The US 10-year and 3-month yield curve is at historic, yet concerning, low. Analysts from traditional finance and cryptocurrency are speculating whether this anomaly, which in the past has always predicted a recession, will hit this time as well. The 10-year 2-year yield curve has displayed a negative divergence from the 10-year 3-month yield curve and the latter is now pointing to a possible recession. While only time will tell for certain when a recession will hit, the past indicates that it may happen a few months after the yield curve starts to flatten.

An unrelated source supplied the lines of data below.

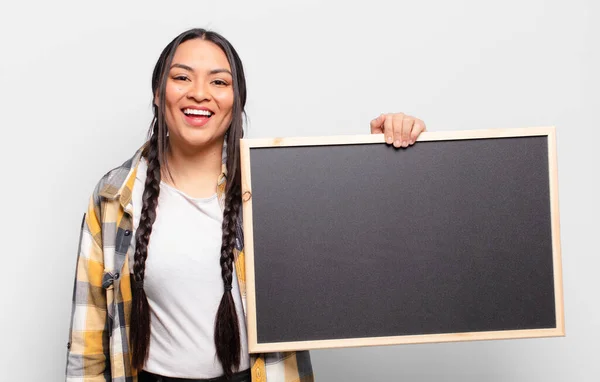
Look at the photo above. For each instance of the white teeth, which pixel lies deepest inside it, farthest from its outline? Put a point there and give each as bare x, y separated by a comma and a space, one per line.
197, 112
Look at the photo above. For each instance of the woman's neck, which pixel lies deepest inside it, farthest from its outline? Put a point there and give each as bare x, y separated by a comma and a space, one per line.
194, 172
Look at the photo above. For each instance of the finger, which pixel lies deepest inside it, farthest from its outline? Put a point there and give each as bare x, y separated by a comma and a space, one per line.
407, 126
388, 129
377, 125
398, 118
418, 128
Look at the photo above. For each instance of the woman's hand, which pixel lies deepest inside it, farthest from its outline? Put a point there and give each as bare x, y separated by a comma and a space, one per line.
399, 129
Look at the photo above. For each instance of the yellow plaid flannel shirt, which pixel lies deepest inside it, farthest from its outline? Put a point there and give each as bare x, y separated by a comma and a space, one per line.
98, 348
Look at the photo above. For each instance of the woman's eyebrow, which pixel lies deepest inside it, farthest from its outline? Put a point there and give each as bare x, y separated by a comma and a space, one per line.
190, 69
181, 66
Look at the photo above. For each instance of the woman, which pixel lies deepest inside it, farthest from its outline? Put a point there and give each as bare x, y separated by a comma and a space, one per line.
178, 312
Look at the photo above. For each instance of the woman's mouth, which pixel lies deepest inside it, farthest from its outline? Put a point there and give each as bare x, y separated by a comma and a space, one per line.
197, 117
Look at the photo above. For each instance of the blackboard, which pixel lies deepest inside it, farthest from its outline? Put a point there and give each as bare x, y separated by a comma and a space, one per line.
351, 242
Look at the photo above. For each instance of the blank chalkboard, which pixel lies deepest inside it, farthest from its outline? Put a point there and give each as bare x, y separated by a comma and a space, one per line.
351, 242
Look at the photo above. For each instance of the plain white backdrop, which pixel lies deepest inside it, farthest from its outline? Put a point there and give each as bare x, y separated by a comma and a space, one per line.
75, 102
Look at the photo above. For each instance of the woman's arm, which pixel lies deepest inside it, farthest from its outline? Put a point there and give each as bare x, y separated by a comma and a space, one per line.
88, 356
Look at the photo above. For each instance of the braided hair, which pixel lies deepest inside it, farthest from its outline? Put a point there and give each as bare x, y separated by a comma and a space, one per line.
227, 333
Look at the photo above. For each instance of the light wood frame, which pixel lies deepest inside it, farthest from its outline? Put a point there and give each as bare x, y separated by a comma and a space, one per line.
255, 347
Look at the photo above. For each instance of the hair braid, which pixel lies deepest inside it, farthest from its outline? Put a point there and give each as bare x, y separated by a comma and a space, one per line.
140, 312
227, 334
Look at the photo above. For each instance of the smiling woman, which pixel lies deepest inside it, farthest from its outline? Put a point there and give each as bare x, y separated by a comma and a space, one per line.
169, 304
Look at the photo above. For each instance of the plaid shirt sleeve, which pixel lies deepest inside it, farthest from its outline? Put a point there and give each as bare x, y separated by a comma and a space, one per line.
88, 357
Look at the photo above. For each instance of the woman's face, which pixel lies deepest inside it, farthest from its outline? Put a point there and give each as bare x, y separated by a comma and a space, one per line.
198, 95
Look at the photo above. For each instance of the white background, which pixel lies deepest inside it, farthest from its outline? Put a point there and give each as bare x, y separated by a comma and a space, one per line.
75, 102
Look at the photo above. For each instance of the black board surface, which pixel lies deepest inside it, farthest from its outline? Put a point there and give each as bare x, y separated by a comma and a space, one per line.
364, 240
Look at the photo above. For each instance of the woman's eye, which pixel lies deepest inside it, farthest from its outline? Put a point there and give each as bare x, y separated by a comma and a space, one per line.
220, 83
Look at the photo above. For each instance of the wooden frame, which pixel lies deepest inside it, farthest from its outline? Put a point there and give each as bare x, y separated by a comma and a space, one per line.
255, 347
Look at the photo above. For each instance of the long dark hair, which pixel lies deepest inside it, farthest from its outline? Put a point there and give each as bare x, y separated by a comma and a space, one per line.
227, 334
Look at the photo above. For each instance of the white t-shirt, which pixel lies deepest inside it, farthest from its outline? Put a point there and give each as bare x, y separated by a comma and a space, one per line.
183, 283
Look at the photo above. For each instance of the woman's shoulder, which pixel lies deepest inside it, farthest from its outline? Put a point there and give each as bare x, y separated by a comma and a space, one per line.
112, 183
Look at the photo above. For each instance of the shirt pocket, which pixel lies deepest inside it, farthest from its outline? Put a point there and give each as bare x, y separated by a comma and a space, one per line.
109, 277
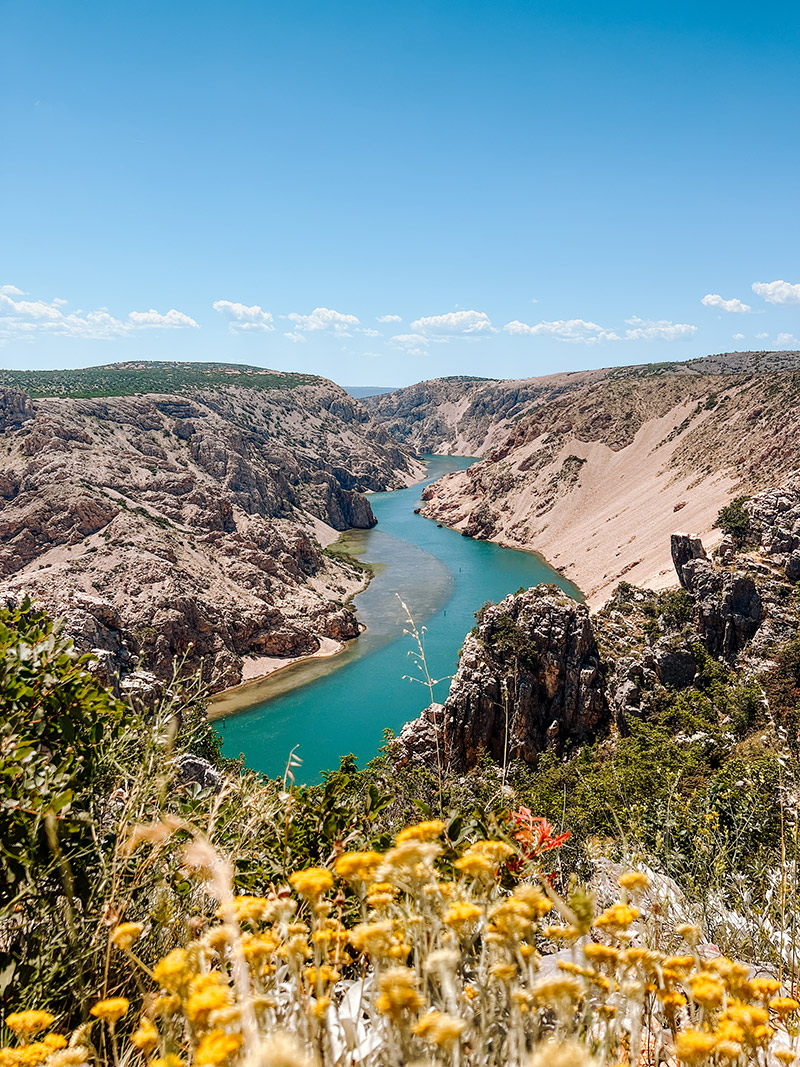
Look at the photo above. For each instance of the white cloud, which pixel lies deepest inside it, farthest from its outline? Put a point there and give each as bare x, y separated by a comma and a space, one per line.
30, 308
778, 292
324, 318
413, 344
173, 319
241, 317
660, 330
453, 323
733, 305
25, 318
577, 331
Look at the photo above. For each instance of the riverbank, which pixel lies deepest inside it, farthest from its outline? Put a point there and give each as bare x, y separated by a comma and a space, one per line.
258, 669
345, 703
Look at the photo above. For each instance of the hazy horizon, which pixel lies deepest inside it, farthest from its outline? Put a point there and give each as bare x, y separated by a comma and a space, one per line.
398, 193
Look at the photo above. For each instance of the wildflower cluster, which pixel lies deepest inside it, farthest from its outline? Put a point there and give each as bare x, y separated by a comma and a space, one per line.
442, 965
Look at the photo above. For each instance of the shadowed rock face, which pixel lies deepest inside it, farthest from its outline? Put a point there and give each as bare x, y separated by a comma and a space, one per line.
187, 525
532, 677
528, 680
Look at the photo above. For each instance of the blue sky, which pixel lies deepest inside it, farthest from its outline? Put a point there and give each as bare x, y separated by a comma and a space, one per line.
384, 192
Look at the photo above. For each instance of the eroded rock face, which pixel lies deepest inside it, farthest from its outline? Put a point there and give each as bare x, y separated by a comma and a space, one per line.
165, 526
774, 518
728, 607
684, 548
528, 680
539, 673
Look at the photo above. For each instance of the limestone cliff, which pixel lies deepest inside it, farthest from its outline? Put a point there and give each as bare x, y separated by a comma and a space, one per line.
592, 468
190, 522
540, 674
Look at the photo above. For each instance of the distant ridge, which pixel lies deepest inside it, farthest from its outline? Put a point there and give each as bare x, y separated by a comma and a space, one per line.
358, 392
144, 377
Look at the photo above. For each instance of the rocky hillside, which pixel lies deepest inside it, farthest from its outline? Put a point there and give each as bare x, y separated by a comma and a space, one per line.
181, 510
594, 468
540, 674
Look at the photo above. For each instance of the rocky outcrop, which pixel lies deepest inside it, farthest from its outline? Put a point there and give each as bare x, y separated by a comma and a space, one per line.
540, 673
774, 521
591, 468
529, 679
188, 524
685, 547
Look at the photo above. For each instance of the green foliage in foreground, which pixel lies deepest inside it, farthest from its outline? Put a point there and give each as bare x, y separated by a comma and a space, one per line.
691, 791
129, 379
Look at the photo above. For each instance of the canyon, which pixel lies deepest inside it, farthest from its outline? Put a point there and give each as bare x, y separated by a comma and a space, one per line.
184, 511
596, 468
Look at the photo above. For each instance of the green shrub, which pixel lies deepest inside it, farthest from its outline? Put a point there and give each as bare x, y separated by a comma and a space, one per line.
734, 520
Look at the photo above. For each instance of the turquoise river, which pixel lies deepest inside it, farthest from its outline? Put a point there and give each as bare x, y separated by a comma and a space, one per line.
329, 707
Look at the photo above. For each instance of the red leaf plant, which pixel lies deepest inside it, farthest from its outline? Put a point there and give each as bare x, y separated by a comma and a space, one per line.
534, 835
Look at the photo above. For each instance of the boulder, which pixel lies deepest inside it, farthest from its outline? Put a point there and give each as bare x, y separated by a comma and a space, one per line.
685, 548
728, 607
529, 680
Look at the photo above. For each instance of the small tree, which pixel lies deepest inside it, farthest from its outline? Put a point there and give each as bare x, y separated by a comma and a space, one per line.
734, 520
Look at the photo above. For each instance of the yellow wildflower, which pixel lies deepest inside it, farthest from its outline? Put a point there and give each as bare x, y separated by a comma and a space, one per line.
706, 990
677, 962
204, 1002
124, 935
421, 831
324, 973
68, 1057
26, 1023
411, 854
312, 882
111, 1009
357, 866
784, 1005
763, 988
145, 1038
217, 1047
398, 992
672, 1001
462, 914
440, 1029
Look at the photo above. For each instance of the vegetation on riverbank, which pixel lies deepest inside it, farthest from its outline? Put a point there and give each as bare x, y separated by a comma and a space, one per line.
129, 379
441, 944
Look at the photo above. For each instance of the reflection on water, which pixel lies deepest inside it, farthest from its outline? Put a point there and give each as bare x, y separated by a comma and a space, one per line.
342, 704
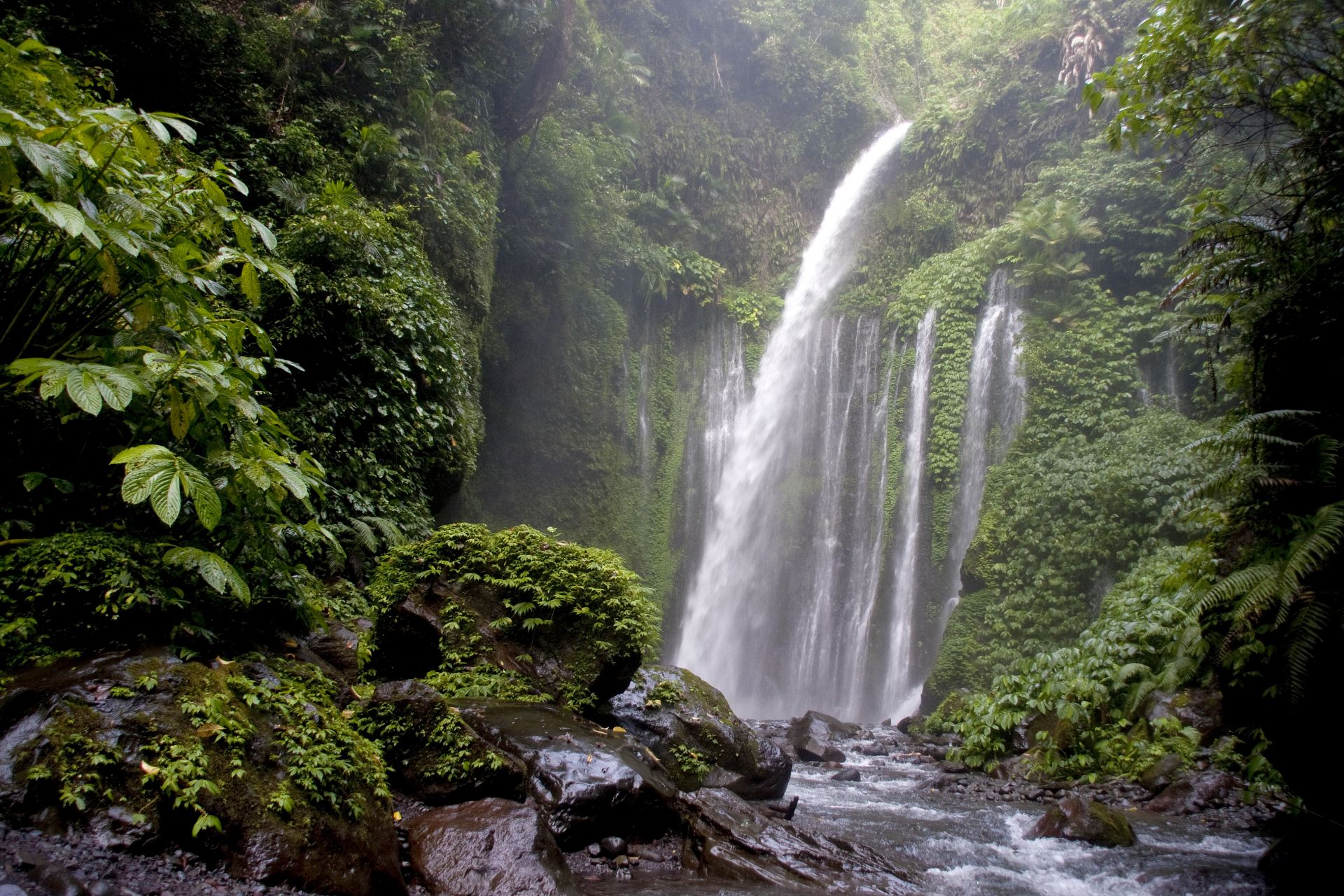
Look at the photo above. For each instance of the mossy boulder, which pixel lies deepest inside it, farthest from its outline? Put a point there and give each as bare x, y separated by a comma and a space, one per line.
590, 782
570, 622
251, 761
696, 736
1081, 818
432, 754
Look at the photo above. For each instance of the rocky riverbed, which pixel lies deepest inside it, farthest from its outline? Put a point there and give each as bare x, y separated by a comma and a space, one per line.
647, 796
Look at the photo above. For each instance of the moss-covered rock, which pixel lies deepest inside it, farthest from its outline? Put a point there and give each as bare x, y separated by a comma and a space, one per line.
696, 735
590, 782
251, 761
537, 614
430, 752
1081, 818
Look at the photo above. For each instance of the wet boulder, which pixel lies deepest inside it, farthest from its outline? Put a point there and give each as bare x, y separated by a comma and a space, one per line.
696, 736
590, 782
432, 754
812, 750
1161, 773
1198, 708
488, 846
1195, 793
820, 727
251, 762
1081, 818
730, 839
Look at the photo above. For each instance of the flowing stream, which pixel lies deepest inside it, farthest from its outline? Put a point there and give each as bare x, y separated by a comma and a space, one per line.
773, 606
972, 846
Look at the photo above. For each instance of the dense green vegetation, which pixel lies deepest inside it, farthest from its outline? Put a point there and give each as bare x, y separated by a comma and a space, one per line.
379, 257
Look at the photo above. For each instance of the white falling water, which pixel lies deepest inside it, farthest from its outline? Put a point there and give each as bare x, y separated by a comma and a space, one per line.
760, 625
997, 396
902, 685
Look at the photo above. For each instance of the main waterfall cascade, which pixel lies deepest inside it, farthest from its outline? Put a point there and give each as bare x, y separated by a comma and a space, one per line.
761, 621
803, 586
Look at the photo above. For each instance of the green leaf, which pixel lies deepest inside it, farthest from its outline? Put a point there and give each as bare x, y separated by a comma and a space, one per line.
251, 282
166, 496
83, 388
217, 571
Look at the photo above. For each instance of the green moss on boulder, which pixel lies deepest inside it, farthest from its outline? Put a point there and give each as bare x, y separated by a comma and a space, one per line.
521, 609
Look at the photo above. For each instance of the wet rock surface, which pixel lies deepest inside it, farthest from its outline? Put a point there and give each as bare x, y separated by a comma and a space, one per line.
592, 782
488, 846
433, 729
672, 711
412, 637
1081, 818
733, 840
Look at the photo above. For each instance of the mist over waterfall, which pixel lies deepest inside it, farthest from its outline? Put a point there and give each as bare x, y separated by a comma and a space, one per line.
772, 610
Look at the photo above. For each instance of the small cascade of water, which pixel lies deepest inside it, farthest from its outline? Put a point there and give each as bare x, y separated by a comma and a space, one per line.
997, 396
901, 692
764, 620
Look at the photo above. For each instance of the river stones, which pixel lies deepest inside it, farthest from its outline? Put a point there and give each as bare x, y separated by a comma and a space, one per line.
1161, 773
488, 846
1198, 708
696, 736
730, 839
1194, 793
820, 726
590, 782
1081, 818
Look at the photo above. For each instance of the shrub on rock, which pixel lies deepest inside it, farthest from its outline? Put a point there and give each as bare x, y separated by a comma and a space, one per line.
571, 622
251, 761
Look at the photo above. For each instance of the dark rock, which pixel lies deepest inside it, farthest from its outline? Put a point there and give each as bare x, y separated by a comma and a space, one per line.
1081, 818
820, 726
433, 754
57, 880
1198, 708
488, 846
733, 840
337, 647
1161, 773
1194, 793
812, 750
101, 706
589, 782
672, 711
410, 634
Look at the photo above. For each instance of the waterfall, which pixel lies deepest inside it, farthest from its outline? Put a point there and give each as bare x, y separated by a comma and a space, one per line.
901, 694
771, 601
997, 396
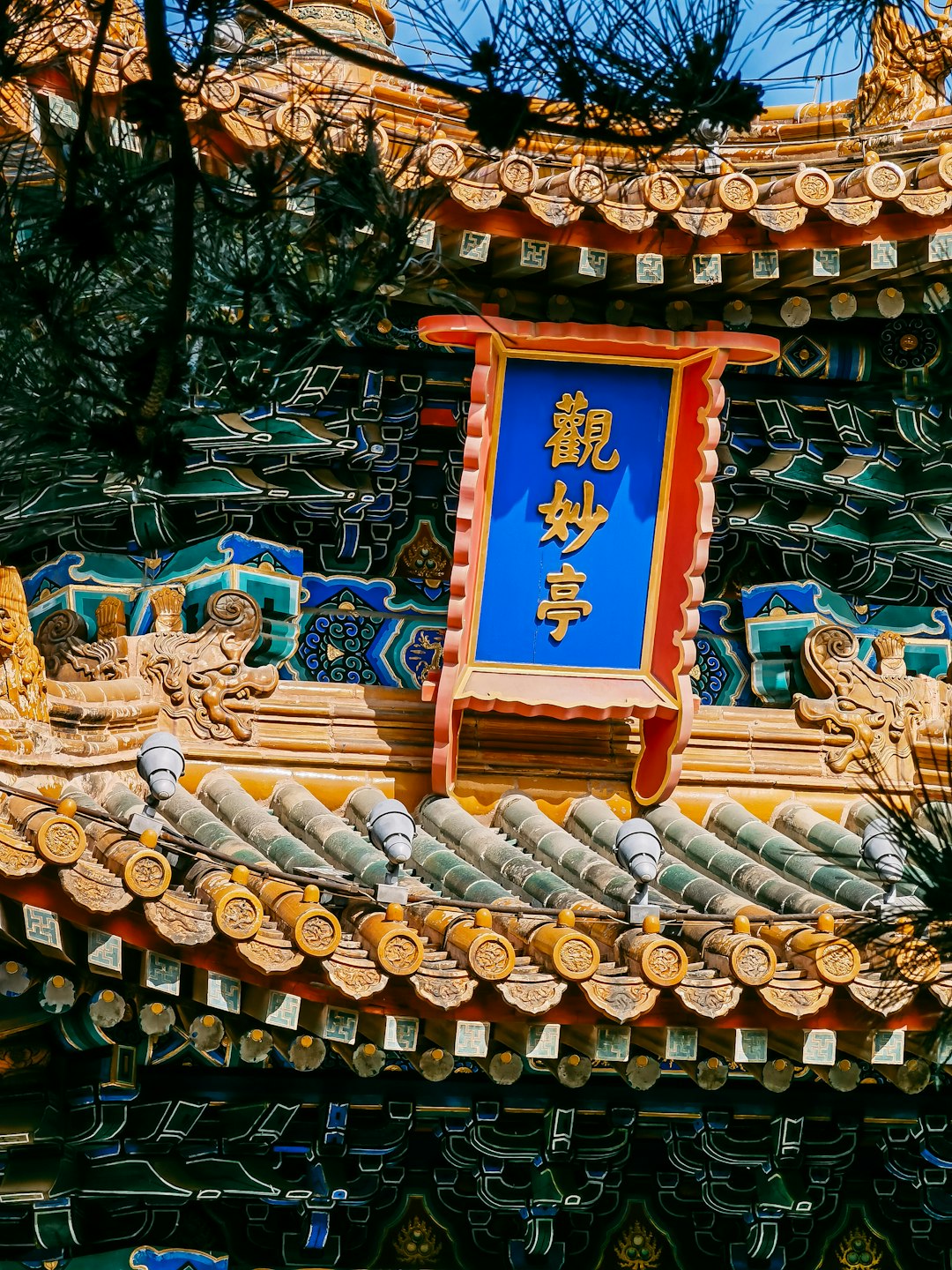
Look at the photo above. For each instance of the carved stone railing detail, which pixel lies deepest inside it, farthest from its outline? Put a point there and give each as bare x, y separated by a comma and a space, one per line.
879, 712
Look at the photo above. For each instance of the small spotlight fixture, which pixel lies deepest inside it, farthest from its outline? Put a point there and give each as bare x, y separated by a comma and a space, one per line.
883, 851
392, 830
637, 848
161, 765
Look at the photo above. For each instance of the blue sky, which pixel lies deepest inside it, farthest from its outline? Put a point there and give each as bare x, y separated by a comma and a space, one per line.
784, 60
796, 81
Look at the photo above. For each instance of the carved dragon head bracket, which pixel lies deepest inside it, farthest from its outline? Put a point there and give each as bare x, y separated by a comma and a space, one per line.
876, 714
202, 676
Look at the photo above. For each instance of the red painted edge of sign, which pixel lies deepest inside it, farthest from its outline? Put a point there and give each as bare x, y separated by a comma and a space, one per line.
688, 527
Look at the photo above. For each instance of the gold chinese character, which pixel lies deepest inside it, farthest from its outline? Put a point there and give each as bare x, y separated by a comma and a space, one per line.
562, 514
580, 433
562, 605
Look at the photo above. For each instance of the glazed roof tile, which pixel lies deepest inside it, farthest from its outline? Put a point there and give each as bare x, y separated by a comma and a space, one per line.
541, 886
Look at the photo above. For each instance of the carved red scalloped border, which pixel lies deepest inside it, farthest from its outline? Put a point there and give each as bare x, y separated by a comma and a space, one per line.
664, 730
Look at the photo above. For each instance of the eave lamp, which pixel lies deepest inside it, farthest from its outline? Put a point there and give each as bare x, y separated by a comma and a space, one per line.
637, 850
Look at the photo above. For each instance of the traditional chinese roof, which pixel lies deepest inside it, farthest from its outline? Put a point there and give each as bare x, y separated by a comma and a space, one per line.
833, 176
260, 897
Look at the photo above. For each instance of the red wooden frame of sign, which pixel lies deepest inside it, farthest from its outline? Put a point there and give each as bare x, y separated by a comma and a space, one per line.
661, 696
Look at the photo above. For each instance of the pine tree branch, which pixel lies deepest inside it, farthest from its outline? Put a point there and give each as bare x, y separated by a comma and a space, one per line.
184, 179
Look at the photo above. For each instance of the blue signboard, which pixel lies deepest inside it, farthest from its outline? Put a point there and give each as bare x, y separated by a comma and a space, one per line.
574, 487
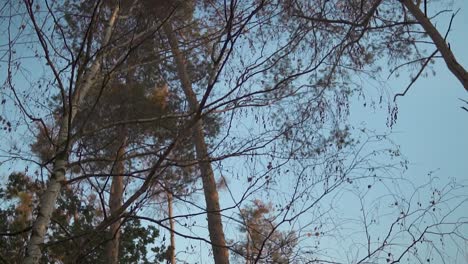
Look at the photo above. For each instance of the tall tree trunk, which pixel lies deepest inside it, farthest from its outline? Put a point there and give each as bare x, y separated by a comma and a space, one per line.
50, 195
171, 225
115, 201
439, 42
215, 226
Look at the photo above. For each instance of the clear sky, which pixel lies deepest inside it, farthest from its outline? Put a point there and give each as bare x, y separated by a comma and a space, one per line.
431, 128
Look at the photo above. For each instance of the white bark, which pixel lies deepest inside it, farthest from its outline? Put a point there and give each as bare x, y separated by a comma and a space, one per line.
50, 195
215, 226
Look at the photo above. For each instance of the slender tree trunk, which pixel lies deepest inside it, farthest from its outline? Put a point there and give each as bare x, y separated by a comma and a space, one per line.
215, 226
247, 249
50, 195
171, 225
115, 201
440, 43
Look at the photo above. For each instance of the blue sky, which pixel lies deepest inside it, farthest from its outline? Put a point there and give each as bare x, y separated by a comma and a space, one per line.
431, 128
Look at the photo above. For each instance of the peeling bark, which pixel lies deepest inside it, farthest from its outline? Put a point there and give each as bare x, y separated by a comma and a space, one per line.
171, 225
215, 226
50, 195
115, 202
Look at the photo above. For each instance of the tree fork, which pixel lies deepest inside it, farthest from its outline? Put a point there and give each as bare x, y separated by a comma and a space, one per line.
439, 41
50, 195
215, 226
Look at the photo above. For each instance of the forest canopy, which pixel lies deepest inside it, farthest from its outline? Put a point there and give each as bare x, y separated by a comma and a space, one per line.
218, 131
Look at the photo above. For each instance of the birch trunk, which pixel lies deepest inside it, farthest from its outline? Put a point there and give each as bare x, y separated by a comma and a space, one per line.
444, 49
171, 225
115, 202
50, 195
215, 226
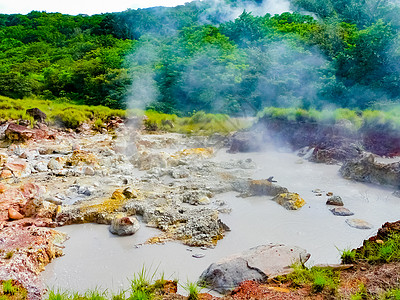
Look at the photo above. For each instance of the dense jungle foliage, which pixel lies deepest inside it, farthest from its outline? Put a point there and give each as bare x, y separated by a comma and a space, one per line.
198, 56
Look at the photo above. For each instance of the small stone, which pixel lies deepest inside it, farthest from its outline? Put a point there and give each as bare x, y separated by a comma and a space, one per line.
5, 174
41, 167
358, 223
88, 171
335, 200
341, 211
53, 164
396, 193
53, 200
14, 215
124, 226
198, 255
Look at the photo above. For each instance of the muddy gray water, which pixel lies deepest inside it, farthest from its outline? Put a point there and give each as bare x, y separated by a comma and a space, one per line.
95, 258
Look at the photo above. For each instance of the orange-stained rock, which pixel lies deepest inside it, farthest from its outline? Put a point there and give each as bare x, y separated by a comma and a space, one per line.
18, 168
5, 174
30, 190
2, 188
14, 215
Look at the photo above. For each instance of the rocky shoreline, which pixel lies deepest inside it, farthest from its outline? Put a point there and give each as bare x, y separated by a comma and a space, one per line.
54, 177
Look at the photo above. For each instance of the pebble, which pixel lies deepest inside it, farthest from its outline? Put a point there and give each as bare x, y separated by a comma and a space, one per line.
198, 255
335, 200
341, 211
14, 215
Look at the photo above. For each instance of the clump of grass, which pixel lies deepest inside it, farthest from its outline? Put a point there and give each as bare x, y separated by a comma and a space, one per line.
10, 290
393, 294
198, 123
8, 287
348, 256
58, 112
361, 294
380, 252
141, 285
57, 295
320, 279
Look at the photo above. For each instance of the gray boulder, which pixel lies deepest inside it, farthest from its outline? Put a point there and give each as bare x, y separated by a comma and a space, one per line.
341, 211
257, 264
124, 226
335, 200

Scenarios vary when it comes to predicting how a recession would affect financial markets and Bitcoin. Jurrien Timmer, director of global macro at Fidelity, wrote that in the past traditional markets experienced drawdowns ranging from -11% to -51% right after the yield curve showed a negative divergence. As for Bitcoin, it is still unclear how it will react, but according to many analysts a recession could lead it to a sharp downturn. For the time being, Bitcoin is rallying, with the price currently hovering around $30,000.

Whether a recession will really hit and how severe it will be depends on the CPI figures released today and the FOMC minutes. It is clear is that the yield curve has reached a historic level that should not be taken lightly. Investors in traditional and cryptocurrency markets alike should remain vigilant and monitor the situation closely.